The three-day meeting began on World AIDS Day today and coincides with the United Nations’ call for intensifying action towards the goal of ending AIDS by 2030. Reaching this goal will require renewed efforts to increase the number of people who are aware of their HIV status and connect them to effective HIV prevention, care and support services.
An estimated 1.1million HIV infections among children under 15 have been averted, according to a new UNICEF report. But AIDS mortality trends for adolescents are of significant concern aschildren aged 10-19 are the only age group in which AIDS-related deaths are not decreasing. Globally, all other age groups have experienced a decline of nearly 40 per cent in AIDS-related deaths between 2005 and 2013.
This data comes from UNICEF’s Statistical Update on Children, Adolescents and AIDS launched ahead of World AIDS. It provides the most recent analysis of global data on children and adolescents from birth to 19 years of age.
Countries of Eastern Europe and Central Asia are seeing continued increases in the numbers of new HIV infections. Yet, across Europe, at least one in three of the 2.3 million people living with HIV are unaware that they are HIV positive. Rates of late diagnosis of HIV remain high in the region. As a consequence of low uptake and late HIV testing, many who need critical anti-retroviral therapy do not receive it because they remain undiagnosed. This is especially true for adolescents, who tend to access health and social services at lower rates than their adult counterparts.
Barriers make it difficult for young people to access HIV testing and counselling services, particularly among the most marginalized: adolescents exploited for commercial sex, young injecting drug users, male adolescents who have sex with men, and adolescents living and working on the streets. These barriers include the unavailability of free testing and counseling, low awareness of the benefits of testing, the requirements for parental consent and the low perception of risks of infection.
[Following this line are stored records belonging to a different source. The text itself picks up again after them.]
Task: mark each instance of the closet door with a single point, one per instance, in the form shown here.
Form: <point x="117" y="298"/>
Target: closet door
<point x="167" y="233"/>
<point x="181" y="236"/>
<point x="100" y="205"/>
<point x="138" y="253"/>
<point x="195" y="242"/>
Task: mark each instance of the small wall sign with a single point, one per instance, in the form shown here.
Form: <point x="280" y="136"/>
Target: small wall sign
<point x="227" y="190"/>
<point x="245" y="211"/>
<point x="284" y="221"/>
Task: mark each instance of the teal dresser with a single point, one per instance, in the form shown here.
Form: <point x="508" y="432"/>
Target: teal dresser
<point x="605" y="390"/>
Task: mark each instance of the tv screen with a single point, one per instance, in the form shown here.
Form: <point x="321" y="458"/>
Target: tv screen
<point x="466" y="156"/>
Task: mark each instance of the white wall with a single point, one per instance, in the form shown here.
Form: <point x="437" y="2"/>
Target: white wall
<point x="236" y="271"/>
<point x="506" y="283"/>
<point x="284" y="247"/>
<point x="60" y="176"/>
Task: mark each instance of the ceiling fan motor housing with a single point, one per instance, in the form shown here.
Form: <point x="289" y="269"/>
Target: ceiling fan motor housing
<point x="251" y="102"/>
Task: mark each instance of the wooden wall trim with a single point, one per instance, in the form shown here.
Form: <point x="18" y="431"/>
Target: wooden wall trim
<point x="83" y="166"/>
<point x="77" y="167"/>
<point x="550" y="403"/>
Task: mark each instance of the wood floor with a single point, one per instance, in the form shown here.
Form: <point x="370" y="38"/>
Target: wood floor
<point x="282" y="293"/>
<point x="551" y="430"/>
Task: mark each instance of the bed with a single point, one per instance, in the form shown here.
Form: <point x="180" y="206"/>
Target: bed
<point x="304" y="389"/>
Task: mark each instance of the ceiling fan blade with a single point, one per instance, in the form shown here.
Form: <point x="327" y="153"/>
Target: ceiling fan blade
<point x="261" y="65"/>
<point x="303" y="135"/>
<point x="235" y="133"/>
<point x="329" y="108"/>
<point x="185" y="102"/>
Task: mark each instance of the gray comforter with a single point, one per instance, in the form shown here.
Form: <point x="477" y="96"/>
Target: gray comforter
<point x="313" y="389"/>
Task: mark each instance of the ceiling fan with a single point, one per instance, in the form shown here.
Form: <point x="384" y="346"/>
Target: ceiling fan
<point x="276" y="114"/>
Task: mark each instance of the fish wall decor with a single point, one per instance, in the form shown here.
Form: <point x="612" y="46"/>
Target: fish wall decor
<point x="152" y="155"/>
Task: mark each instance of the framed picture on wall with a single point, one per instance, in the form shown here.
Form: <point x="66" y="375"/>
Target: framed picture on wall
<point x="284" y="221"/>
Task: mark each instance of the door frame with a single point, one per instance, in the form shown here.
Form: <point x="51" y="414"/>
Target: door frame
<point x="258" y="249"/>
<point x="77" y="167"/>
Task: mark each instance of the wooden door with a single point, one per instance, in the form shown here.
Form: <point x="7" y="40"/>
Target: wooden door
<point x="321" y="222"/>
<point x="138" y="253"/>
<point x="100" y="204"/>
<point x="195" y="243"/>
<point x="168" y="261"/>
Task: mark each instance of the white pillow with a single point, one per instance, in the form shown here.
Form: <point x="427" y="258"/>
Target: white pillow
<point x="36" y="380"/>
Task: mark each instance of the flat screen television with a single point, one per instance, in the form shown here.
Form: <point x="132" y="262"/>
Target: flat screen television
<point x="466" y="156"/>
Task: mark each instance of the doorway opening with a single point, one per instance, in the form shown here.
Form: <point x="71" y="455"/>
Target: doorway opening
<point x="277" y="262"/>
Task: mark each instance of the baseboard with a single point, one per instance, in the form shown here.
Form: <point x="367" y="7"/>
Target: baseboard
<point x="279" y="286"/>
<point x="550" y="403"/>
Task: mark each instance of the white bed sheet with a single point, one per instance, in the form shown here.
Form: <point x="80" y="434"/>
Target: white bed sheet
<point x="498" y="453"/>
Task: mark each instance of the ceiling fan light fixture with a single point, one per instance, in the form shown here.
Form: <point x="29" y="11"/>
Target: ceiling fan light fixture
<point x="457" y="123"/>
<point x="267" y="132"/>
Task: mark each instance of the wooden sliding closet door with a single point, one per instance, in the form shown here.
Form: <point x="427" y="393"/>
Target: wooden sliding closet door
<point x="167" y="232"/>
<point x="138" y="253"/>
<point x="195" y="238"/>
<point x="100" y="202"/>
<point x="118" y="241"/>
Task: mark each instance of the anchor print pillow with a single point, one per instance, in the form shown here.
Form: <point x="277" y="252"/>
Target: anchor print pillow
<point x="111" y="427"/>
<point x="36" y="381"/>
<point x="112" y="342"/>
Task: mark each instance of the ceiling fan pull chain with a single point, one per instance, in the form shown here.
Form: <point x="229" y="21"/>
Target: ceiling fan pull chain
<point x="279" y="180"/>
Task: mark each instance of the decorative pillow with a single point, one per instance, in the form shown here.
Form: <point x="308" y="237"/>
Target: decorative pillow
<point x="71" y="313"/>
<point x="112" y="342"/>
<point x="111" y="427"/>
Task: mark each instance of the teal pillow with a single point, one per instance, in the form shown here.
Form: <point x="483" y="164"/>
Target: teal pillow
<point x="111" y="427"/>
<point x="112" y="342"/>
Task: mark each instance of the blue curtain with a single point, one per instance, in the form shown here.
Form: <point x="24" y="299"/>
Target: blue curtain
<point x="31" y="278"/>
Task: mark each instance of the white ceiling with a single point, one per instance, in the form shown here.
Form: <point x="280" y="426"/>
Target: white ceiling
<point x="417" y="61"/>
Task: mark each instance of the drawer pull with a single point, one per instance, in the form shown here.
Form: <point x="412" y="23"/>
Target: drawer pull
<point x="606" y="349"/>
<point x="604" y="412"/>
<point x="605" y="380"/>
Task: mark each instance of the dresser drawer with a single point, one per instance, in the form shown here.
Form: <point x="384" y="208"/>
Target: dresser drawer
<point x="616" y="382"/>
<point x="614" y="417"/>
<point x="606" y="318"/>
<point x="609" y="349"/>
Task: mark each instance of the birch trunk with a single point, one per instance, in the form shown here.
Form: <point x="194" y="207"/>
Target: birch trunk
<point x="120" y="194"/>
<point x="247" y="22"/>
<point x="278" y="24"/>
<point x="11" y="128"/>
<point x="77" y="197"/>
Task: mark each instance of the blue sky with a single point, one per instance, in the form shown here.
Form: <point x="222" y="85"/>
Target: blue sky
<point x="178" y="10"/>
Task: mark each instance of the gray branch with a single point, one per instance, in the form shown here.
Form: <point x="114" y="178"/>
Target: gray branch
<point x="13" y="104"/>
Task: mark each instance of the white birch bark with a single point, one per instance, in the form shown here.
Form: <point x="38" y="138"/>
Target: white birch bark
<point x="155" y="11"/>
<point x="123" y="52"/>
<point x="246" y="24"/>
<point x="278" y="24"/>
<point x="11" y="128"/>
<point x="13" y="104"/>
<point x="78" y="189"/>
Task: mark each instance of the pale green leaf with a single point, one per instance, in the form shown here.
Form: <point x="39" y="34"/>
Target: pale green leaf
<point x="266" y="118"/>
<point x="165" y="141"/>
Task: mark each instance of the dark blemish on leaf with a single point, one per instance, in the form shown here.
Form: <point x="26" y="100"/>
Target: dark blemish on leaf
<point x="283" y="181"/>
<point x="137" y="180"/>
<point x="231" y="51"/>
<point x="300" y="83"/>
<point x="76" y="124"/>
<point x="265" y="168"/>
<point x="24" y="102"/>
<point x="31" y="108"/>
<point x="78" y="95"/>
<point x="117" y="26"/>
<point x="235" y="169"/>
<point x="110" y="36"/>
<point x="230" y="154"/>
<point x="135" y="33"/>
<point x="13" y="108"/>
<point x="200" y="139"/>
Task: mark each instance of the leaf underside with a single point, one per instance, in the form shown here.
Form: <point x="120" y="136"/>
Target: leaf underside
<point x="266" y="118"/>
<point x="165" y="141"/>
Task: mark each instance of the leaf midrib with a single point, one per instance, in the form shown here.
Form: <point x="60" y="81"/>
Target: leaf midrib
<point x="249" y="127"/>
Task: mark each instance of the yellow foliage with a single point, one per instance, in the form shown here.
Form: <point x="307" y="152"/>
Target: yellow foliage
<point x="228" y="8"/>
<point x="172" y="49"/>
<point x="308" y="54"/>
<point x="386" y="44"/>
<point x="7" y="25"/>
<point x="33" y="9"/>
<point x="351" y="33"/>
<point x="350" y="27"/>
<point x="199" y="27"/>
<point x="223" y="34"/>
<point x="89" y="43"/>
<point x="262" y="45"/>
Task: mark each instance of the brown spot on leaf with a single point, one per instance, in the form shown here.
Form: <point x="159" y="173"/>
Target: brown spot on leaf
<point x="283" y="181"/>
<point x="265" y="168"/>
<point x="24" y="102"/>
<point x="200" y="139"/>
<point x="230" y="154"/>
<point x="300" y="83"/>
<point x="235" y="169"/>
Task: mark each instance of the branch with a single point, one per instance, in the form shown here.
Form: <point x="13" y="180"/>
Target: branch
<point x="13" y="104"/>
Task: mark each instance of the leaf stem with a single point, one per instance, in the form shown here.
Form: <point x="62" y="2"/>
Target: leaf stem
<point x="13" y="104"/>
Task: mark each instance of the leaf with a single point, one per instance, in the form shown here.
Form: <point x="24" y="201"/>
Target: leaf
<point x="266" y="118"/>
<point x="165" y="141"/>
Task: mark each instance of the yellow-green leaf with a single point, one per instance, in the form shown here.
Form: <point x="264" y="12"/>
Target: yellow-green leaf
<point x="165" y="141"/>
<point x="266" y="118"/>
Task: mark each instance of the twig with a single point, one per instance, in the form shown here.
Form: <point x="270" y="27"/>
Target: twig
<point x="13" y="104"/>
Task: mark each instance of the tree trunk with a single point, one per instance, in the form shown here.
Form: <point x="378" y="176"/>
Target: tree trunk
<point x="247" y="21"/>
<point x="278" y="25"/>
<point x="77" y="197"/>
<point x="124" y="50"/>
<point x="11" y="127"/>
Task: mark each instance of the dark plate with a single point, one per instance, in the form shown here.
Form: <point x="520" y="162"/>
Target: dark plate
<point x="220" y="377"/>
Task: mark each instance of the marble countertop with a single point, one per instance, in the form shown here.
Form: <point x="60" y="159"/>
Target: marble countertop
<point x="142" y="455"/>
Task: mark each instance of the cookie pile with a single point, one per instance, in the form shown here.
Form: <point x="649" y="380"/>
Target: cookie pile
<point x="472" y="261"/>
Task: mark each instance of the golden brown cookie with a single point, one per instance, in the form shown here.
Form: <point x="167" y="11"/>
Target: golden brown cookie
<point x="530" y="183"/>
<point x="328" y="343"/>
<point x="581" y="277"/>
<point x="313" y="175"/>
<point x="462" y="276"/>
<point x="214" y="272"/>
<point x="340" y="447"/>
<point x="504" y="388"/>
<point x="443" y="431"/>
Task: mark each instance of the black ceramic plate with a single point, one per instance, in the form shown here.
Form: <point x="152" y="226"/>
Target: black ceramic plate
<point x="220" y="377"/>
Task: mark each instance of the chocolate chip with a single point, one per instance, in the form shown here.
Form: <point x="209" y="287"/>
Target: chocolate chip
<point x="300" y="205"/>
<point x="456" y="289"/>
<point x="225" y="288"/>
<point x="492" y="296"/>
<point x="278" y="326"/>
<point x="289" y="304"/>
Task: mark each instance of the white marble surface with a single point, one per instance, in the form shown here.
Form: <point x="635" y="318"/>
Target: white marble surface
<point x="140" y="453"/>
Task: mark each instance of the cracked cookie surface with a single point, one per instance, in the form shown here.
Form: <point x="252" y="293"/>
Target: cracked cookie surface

The Tbilisi conference is reviewing the results of innovative programmes implemented during a three-year initiative supported by the EU and UNICEF to scale up HIV testing and counselling of adolescents and young people who are at the highest risk of HIV infection. During the three years of the EU-UNICEF initiative, participating NGOs and government partners reached over 73,000 adolescents and young people with important prevention and testing-related information, events and services. Of this total, close to 17,000 tested for HIV.
To consolidate future support, unite non-state partners such as community groups and other civil society organizations, and help them forge stronger cooperation with governments, the conference participants will:
1) Address factors that build resilience among adolescents and reduce their HIV-related and other risks; and discuss interventions designed to promote access to HIV testing for adolescents and youth at risk for HIV;
2) Launch a regional network of adolescent advocates as a mechanism for knowledge sharing, cooperation on critical issues affecting adolescents and strengthening coalitions of non-state and state actors in Eastern Europe and Central Asia.
Participants will also join World AIDS Day observances organized by young people in coordination with the Georgian Ministry of Sport and Youth Affairs, UNICEF in Georgia, and NGO Partners ‘Bemoni’ and the ‘Georgian Youth Development and Education Association,’ to express their solidarity with and support for young people living with HIV.